July 28, 2017

Another Look at Residual Seasonality in GDP

Paul Lengermann, Norman Morin, Andrew Paciorek, Eugenio Pinto, and Claudia Sahm

According to the Bureau of Economic Analysis, real GDP rose at an annual rate of 1.2 percent in the first quarter of this year, a step down from the 2.3 percent pace in the second half of last year.1 The advance estimate for the first quarter published in April was even lower at 0.7 percent. Yet another weak first-quarter reading on GDP growth led several commentators to argue that growth continues to be understated because of a measurement problem known as "residual seasonality".2 However, we argue in this note that residual seasonality is unlikely to be the primary reason for the slowdown in first-quarter growth this year.
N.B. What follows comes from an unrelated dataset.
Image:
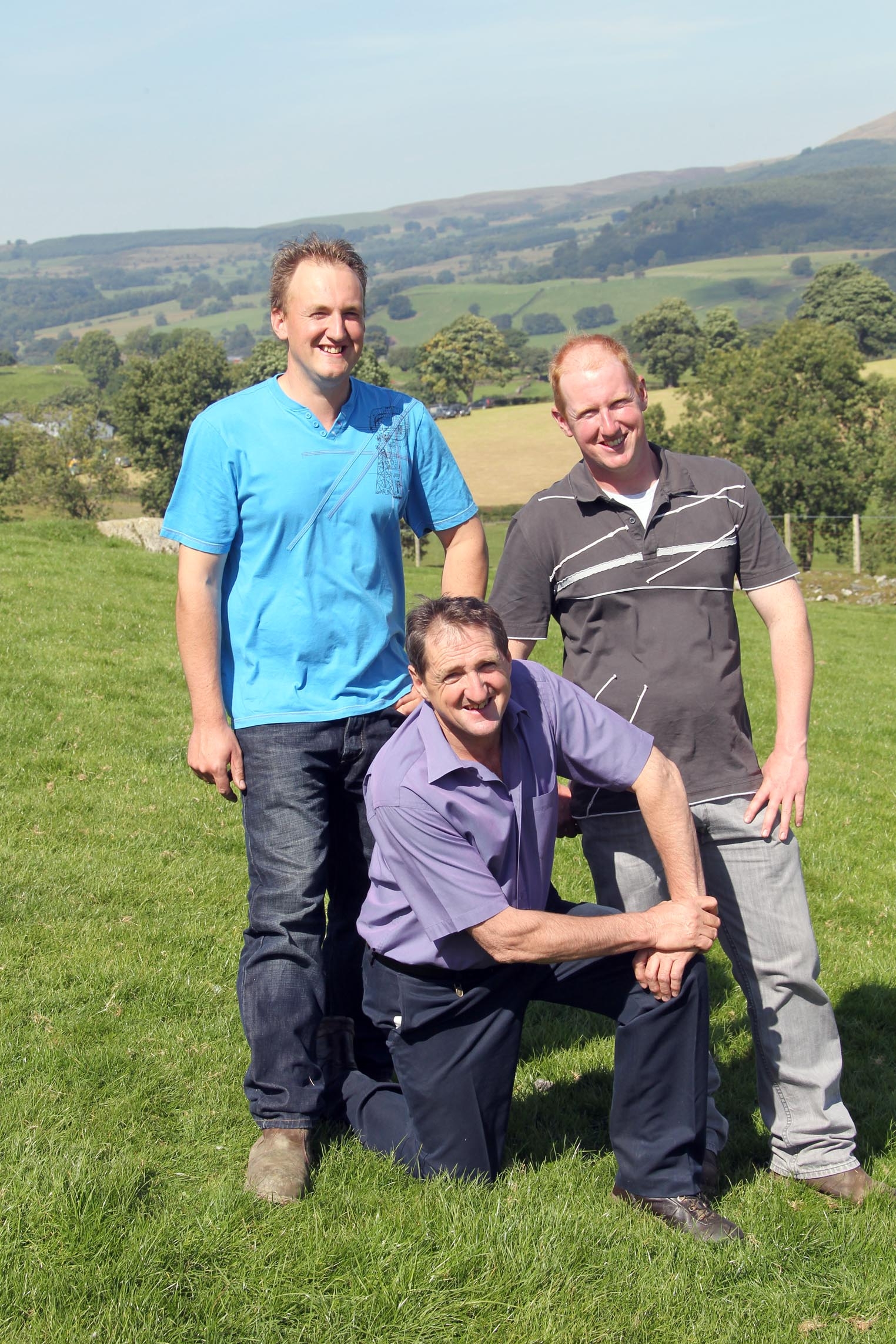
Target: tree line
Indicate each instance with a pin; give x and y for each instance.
(793, 409)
Residual seasonality exists when a time series, like GDP, continues to show a predictable pattern of ups and downs during the year even after attempts have been made to seasonally adjust the data to remove calendar and holiday effects. Looking at quarterly, seasonally adjusted GDP growth over the past ten years, in Figure 1, we see that first-quarter growth (blue dots) has often been low relative to growth in the year as a whole (horizontal bars). This pattern helps explain why the issue has attracted attention in recent years, but it is not proof that predictable residual seasonality exists. For instance, idiosyncratic factors, such as severe winter weather in 2011 and 2014 or the rollout of new government health care policies in 2014 may have weighed especially on some first quarters. In addition, the first quarter of 2009, which was during the Great Recession (the shaded area), was substantially weaker than the rest of the year as the recovery began. That one quarter plays a large role in the low first-quarter average during the past ten years, but a recession is clearly not an event that we think of as a predictable drag at the start of each year.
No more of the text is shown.